When complete, the UCD O'Brien Centre for Science will be the single largest capital investment in science in the history of the State - at around E300 million; made up of state funding (PRTLI 5, HEA), private philanthropy, and university funds.
The UCD O'Brien Centre for Science now boasts in excess of 38,000m sq of new and refurbished accommodation at an overall cost of almost E175m.
It will now become home to over 2,000 undergraduate students, more than 500 graduate students, and many more researchers across a range of scientific disciplines. The construction of this phase provided more than 1,000 jobs over three years.
The development was officially opened by the Minister for Education and Skills, Ruairi Quinn T.D., with a special guest lecture by Professor Brian Cox OBE, who is widely credited for making science both accessible and exciting for all ages and backgrounds.

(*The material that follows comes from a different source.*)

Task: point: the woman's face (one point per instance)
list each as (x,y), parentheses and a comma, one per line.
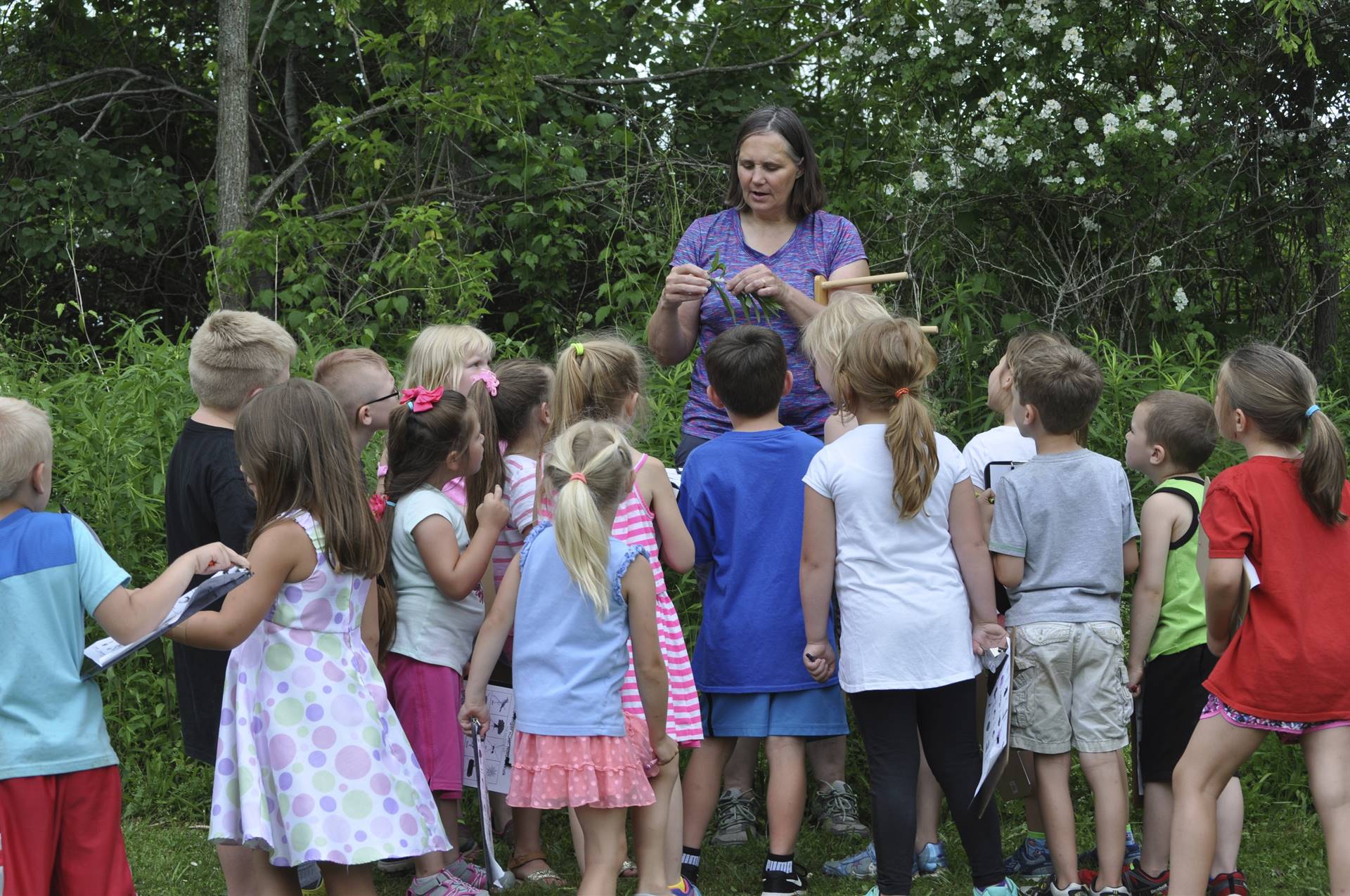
(767,173)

Professor Cox is arguably one of the best-known physicists today. His books and programmes have been read and watched by millions around the world.
Often referred to as a rock star scientist, Brian Cox is Professor of Particle Physics at Manchester University and is one of the leaders on the ATLAS projects at the CERN Large Hadron Collider, a long way from his days playing keyboards for D:Ream, whilst studying for his PhD.
Phase 3 of the UCD O'Brien Centre for Science, which will complete the suite of facilities for the sciences at University College Dublin, is currently in the planning stage.
The transformation of the science infrastructure at University College Dublin is due, in great part, to the extraordinary philanthropy of Denis and Catherine O'Brien; George and Angela Moore; Eddie and Hildegarde O'Connor; Thomas and Deirdre Lynch; Dr Cormac and Anne Kilty; Jim and Mary Flavin; and Shay Garvey.